In 1967, the first major amendment to the Federal Meat Inspection Act was passed (the Wholesome Meat Act). It established the Federal-State Cooperative Inspection Programs to be "at least equal to" the federal inspection program. The 1968 Wholesome Poultry Products Act extended the same provisions to poultry inspection.
Food Products Inspection is pursuing a broad, long-term, science-based strategy to improve the safety of meat and poultry products and better protect public health.
The strategy will address food safety issues from the farm to the table, including proposed requirements for all federally and state-inspected meat and poultry plants, to reduce pathogenic microorganisms that can cause foodborne illnesses such as Salmonella and E. Coli 0157:H7.

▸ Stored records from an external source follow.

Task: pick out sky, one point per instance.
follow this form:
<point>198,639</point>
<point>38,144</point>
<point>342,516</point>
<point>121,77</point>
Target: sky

Inspection begins with a review of a slaughtering or processing plant's plans for facilities, equipment, and procedures to assure the plant will have a safe and sanitary operation. All animals are inspected before and after slaughter. After slaughter, each carcass and its internal organs are examined for disease or contamination that would make all or part of the carcass unfit for human consumption.
The USDA maintains cooperative grading agreements with State Departments of Agriculture and other State agencies.
Under these federal-state agreements, federal-state licensed graders perform their work throughout the State at point of origin grading various commodities. The Food Safety and Inspection Service (FSIS) establishes basic grading policies and procedures.
The grade standards describe the quality requirements for each grade of a commodity, giving the industry a common language for selling and buying.